New Life in Net/Net Stocks
NEW YORK (TheStreet) -- There's some new life in a small subset of the deep value investing world: stocks trading below their net current asset value. Such stocks are often referred to as "net/nets."
This is one of my favorite places to look for downtrodden companies, and one I write about when I find potential opportunities. Unfortunately, the cupboard has been quite bare in recent months, and new additions have been few and far between.
But with the recent postelection, pre-fiscal cliff volatility we've seen in the markets, the market tree has shaken out a couple of new or returning names.
Telecom networking products name Tellabs (TLAB) is now again a net/net, returning after a hiatus of a couple of years. It is trading at 0.96 of its net current asset value.
Companies often fall below their NCAV because their shares decline in price while the companies' balance sheets remain relatively unchanged.
In Tellabs' case, shares have fallen 28% in the past two months. Part of that decline is due to the company's third-quarter results released last month.
Tellabs missed the consensus estimate on revenue ($264.4 million vs. $276.5 million) but beat the EPS estimate (2 cents vs. 1 cent).
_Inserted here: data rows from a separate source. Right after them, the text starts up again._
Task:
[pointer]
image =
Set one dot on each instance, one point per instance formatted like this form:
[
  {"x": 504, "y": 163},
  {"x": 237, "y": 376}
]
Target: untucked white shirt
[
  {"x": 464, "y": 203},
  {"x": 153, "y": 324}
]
In terms of balance sheet quality, Tellabs is loaded with cash and short-term investments to the tune of $1.14 billion, or $3.11 per share. If you back out debt of $201.6 billion, net cash and short-term investments per share are still $2.56. Tellabs closed at $2.72 yesterday.
Tellabs is also among the larger net/nets you are likely to see in terms of market cap, which hovering around $1 billion. Interestingly, Third Avenue Management, a deep value pioneer founded by legendary value investor Marty Whitman, has built a 9.6% stake in this company, according to recent 13F filings. That certainly has my attention.
Although the economy is still rather weak and the future is uncertain, Tellabs appears to have the dry powder -- cash and short-term investments -- to see it through.